Datasets and Models

The Algonauts Project: 2023 Edition

The 2023 edition of the Algonauts Project focuses on explaining responses in the human brain as participants perceive complex natural visual scenes. Through collaboration with the Natural Scenes Dataset (NSD) team, this challenge runs on the largest suitable brain dataset available, opening new venues for data-hungry modeling. The dataset includes 8 subjects' 7T fMRI responses to a total of 73,000 images of natural scenes. The brain data and images are released alongside region-of-interest indices and a Colab tutorial in Python to help challenge participants visualize the data, build and evaluate encoding models, and prepare entries for the challenge.

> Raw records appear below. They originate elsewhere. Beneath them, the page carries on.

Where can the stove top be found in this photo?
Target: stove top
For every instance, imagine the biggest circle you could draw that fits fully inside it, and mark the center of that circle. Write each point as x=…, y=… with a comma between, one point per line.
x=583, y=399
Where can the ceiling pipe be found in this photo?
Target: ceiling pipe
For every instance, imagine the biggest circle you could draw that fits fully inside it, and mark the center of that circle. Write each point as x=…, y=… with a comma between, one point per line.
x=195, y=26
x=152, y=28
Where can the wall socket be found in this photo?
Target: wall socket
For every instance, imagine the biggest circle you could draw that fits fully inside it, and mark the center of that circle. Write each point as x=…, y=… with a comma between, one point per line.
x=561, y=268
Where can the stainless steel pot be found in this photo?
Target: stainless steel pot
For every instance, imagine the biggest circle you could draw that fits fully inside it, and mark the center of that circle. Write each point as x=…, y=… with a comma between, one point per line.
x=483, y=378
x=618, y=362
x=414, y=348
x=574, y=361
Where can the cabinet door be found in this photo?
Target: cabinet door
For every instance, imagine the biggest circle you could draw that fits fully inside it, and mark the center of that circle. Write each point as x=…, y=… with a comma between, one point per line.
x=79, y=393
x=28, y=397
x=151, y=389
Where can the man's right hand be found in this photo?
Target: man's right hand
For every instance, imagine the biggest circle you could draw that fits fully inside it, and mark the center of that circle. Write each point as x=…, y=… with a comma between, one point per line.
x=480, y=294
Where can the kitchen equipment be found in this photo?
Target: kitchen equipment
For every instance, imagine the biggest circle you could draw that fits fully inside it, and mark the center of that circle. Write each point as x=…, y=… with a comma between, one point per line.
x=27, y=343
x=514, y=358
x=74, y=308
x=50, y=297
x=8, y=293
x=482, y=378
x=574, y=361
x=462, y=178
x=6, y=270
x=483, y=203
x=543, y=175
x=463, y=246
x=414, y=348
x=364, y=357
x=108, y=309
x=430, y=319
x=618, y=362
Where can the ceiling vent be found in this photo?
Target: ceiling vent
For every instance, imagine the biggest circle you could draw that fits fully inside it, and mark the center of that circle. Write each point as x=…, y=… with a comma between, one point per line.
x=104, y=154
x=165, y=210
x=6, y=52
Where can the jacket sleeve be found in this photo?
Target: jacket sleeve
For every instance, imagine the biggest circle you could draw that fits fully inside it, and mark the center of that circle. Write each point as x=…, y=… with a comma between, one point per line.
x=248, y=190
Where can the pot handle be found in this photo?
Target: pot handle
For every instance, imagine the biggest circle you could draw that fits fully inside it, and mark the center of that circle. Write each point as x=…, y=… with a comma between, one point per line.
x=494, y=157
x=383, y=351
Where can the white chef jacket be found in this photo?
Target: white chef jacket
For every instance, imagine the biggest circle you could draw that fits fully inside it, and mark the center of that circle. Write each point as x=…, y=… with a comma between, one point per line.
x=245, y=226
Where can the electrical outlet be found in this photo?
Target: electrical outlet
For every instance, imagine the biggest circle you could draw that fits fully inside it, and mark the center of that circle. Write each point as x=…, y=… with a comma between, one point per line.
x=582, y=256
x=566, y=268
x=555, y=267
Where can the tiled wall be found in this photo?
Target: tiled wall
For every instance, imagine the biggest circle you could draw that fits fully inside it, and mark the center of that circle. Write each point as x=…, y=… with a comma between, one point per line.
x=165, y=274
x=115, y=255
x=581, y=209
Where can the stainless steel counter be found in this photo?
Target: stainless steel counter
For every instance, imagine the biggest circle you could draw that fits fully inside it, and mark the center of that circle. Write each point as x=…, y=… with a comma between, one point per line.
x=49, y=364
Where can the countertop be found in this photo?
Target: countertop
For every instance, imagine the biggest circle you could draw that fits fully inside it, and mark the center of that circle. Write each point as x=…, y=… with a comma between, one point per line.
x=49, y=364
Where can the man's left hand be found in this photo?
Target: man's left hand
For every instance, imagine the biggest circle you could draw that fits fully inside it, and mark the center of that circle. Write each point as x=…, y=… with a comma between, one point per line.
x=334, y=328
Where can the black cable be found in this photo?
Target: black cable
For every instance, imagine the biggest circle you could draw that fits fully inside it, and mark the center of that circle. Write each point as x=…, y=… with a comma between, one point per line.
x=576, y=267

The Algonauts Project: 2021 Edition

In 2019, the first Algonauts Project challenge focused on explaining brain responses as human subjects studied still images. The challenge returned in 2021, this time centered around video perception and understanding. It asked the question: can you create a model to explain responses in the human brain as subjects watched short video clips of everyday actions. Fill out the form to download the 2021 dataset, which includes 1,102 3-second videos and fMRI human brain data for 10 subjects.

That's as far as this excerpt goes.